Understanding Deep Learning requires Rethinking Generalization
The paper questions why some models generalize better than others. Which basically at heart means why neural networks work the way they do? Through experimentation, it is shown that traditional statistical approaches fail to explain generalization in neural networks and conclude that a precise formal measure to explain this is yet to exist. The authors discuss model capacity and find that even though regularisation improves generalization performance, it is still possible to get good generalization with no regularization.
The paper soundly questioned many notions that aren’t talked about much and are significant enough actually to be. Following are my major takeaways and best bits from the paper -
-
I think it was intriguing that the hyperparameters did not have to be changed for the NN to fit random labels, inferring that hyperparameters might depend more on the network architecture than the data itself.
-
The subplot of the learning curves on CIFAR-10 is what grabbed my attention the most.
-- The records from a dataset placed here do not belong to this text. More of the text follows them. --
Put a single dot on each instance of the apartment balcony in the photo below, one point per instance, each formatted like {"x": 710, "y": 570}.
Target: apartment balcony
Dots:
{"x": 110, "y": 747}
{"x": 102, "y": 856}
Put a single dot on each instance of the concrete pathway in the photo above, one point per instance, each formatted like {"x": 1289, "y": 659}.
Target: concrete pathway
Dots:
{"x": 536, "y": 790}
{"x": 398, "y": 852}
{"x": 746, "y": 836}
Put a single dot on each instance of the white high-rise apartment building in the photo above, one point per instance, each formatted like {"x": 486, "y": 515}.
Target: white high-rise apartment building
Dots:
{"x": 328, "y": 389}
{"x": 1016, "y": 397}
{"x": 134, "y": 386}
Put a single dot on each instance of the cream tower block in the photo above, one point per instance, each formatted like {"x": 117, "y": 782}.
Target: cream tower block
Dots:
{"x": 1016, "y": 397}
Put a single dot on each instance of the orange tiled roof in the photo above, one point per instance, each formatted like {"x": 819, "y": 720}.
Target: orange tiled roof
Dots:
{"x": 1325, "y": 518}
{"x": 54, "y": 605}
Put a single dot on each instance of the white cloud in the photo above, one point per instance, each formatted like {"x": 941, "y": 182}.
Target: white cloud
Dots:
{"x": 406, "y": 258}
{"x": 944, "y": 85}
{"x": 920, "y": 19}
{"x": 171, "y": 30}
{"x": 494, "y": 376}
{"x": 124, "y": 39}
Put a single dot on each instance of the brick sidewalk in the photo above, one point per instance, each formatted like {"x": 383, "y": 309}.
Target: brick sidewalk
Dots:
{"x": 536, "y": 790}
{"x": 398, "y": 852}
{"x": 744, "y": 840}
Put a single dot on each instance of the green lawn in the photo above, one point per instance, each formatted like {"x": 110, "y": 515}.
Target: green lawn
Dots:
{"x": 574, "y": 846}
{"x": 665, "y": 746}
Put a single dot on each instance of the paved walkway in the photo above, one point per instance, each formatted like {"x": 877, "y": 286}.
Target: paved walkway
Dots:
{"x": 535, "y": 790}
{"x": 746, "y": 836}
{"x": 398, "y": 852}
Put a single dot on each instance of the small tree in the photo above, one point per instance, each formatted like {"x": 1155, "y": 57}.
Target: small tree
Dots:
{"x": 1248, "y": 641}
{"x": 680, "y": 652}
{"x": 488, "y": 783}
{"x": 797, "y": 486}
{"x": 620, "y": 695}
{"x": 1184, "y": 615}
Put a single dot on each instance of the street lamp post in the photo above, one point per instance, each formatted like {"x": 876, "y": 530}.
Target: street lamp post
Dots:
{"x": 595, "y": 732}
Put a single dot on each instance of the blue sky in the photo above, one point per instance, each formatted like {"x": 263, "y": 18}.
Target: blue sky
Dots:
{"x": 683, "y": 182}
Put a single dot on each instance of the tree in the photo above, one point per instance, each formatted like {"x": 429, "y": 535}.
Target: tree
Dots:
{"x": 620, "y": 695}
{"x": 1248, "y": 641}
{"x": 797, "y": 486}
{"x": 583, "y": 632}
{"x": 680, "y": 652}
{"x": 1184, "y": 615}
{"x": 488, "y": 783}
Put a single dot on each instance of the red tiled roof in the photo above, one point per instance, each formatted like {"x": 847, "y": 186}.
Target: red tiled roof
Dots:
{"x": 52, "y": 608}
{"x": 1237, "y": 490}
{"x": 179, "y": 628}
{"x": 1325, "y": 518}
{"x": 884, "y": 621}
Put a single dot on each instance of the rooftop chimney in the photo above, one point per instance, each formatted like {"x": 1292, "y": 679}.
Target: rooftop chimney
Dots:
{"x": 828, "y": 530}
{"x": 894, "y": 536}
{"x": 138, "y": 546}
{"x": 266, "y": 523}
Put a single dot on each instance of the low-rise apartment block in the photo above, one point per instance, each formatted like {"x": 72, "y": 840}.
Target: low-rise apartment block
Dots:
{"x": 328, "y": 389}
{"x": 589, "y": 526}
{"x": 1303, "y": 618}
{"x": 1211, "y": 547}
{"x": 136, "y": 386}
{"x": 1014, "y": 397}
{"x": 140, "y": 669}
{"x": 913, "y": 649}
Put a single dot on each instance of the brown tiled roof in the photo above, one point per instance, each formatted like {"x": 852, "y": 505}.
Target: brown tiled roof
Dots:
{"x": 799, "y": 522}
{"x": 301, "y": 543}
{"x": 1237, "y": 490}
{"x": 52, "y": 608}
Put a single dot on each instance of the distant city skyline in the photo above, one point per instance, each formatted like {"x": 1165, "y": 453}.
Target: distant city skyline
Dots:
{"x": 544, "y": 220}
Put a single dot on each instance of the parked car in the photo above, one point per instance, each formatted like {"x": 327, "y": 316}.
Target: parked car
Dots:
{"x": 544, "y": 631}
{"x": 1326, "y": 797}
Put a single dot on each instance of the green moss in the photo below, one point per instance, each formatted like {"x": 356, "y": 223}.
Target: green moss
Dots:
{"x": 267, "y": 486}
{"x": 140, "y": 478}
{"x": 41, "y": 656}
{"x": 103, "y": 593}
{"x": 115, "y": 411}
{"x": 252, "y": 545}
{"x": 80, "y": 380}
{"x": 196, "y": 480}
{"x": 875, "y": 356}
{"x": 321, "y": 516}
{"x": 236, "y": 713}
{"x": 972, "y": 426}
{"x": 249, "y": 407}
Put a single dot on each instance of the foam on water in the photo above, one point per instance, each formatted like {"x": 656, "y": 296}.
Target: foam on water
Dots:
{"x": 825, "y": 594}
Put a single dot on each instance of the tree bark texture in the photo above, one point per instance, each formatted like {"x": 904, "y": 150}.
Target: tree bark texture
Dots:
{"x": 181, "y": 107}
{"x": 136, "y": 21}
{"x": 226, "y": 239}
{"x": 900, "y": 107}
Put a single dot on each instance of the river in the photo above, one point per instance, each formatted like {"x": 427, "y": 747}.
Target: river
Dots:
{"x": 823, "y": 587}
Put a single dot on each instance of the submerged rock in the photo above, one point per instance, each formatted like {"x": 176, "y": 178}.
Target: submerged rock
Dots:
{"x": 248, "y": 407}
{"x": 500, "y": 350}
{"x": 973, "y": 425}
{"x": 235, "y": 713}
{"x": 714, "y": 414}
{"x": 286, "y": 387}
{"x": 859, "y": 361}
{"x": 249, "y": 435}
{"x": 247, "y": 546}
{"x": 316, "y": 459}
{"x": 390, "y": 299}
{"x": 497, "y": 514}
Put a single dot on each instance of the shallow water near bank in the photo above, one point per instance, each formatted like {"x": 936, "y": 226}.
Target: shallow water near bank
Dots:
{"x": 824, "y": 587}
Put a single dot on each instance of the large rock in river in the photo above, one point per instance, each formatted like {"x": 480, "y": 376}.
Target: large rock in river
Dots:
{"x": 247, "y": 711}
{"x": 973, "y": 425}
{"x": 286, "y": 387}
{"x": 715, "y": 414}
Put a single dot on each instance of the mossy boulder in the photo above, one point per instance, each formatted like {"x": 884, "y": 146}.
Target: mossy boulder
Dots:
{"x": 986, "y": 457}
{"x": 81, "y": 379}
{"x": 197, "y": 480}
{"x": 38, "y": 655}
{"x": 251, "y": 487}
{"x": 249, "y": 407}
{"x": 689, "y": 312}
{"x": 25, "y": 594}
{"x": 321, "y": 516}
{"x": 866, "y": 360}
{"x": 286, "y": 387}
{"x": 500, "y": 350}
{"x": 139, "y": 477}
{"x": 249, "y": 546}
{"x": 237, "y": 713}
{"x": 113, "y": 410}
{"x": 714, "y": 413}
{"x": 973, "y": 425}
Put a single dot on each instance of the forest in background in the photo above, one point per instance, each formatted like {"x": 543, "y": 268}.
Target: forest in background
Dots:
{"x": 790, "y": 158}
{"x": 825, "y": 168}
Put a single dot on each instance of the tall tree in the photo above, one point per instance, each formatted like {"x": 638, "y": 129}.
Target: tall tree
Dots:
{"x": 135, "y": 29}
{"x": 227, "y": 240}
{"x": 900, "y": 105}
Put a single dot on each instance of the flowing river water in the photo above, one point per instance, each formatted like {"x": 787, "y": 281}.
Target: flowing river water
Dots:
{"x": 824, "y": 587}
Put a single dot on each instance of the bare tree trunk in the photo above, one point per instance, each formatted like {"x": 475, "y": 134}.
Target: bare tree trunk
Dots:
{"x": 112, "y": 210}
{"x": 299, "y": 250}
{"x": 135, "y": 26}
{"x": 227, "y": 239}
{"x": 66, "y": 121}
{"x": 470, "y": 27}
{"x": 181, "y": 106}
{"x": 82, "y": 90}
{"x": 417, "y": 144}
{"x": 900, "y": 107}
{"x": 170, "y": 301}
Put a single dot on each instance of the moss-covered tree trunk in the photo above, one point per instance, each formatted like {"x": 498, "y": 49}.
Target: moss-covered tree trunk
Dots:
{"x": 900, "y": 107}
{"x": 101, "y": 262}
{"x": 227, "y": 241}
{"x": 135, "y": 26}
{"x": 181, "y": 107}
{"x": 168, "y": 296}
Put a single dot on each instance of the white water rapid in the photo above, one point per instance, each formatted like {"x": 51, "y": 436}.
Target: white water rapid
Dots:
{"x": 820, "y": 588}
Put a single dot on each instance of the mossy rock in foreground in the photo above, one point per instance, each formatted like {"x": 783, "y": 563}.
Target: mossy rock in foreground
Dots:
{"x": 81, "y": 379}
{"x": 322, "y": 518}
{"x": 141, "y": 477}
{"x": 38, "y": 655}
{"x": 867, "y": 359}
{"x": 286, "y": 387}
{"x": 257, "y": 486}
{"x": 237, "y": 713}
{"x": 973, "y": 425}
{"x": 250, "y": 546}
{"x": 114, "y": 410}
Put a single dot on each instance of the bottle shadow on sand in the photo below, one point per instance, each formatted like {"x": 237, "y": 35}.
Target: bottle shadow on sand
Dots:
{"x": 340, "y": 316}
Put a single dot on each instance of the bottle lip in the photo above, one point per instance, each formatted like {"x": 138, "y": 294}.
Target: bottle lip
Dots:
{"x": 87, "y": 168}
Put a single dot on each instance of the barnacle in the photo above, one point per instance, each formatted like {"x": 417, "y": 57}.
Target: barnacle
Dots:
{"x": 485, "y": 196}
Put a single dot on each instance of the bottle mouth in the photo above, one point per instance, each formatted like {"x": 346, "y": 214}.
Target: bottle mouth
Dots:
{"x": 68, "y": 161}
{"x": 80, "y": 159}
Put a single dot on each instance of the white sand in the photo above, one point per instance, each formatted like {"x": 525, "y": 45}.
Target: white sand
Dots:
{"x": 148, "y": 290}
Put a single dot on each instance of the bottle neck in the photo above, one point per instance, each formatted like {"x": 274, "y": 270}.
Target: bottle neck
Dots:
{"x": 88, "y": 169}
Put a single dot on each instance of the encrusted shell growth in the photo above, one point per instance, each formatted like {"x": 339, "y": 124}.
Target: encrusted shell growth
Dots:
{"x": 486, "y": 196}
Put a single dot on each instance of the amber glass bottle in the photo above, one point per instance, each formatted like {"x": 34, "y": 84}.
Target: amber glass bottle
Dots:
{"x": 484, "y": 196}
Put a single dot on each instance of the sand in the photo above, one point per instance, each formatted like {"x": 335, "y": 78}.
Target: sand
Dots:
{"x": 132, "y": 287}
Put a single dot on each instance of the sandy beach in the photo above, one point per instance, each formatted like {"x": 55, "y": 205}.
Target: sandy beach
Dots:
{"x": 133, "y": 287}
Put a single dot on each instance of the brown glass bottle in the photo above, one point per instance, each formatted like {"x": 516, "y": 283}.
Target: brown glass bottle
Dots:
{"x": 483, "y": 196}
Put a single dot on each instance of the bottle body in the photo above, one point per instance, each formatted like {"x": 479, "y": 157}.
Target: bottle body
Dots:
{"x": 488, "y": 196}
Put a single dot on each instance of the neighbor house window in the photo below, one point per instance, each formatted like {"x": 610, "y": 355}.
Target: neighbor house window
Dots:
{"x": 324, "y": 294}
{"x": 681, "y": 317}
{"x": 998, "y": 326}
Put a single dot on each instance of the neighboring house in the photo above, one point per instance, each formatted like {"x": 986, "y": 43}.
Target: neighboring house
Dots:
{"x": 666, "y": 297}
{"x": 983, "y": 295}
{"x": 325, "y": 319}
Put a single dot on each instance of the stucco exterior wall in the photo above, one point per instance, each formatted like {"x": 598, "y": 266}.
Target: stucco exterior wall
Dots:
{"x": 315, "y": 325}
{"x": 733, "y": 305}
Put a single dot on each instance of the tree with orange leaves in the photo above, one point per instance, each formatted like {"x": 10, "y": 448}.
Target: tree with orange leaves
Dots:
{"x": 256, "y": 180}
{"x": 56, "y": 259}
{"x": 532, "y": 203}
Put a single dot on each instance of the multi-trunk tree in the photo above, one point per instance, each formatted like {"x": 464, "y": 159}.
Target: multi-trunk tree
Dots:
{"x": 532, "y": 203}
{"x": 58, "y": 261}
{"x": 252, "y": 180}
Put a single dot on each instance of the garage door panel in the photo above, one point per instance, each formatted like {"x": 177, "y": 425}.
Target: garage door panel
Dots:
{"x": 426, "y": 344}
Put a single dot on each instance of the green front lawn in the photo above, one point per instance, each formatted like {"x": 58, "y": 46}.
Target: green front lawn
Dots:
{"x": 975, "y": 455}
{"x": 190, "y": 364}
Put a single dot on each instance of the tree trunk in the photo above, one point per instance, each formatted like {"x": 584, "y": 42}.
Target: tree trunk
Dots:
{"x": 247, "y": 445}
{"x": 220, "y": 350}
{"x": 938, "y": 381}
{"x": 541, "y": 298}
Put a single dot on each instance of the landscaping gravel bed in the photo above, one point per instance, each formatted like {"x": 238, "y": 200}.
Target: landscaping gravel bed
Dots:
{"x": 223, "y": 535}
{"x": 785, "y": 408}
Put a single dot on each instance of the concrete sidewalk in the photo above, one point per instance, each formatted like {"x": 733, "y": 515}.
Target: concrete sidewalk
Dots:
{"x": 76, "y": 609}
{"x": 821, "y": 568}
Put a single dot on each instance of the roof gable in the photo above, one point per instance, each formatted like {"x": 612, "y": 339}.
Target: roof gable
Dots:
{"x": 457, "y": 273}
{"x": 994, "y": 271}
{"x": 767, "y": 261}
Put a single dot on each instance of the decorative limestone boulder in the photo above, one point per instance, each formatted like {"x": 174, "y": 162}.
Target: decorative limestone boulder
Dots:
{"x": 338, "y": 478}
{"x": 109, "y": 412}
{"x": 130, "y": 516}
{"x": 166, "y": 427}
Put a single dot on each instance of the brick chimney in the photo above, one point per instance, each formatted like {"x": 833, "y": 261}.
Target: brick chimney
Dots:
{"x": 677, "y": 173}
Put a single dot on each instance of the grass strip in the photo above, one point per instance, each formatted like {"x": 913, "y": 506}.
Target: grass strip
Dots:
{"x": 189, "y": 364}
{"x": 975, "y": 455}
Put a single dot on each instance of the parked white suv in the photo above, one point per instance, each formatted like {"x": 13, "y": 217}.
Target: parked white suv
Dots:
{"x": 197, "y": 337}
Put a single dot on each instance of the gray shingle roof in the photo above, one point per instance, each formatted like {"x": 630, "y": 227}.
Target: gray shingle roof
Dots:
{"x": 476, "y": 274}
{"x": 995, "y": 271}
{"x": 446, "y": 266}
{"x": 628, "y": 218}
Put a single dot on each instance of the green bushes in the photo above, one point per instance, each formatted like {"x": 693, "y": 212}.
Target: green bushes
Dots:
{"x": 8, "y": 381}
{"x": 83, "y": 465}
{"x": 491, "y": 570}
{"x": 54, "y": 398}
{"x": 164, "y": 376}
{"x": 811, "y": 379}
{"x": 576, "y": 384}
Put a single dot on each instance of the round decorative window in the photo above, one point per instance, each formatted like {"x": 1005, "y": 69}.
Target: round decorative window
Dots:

The NN achieves zero training error on all permutation of settings with varying converging speeds. The data with the correct labels and the shuffled pixels converges fast, which is obvious. Interestingly, random labels converged the slowest, which I thought would happen to the gaussian distributed data.
-
Through the experiments, it can be gathered that explicit regularisation can be seen more like a tuning parameter for generalization as it’s absence does not imply bad generalization error. Another fascinating takeaway is that a certain amount of regularisation is picked up just by grturadient descent.
The authors argue that models likely do make use of massive memorization to perform well. As they have the capacity to fit noise, it is still unclear to me as to why generalized results are produced on real data. Maybe, we do need to rethink generalization.
Concluding, neural networks still seem mysterious. It looks like model architectures have been built such that they work well on images rather than the natural(actual) meaning of those images.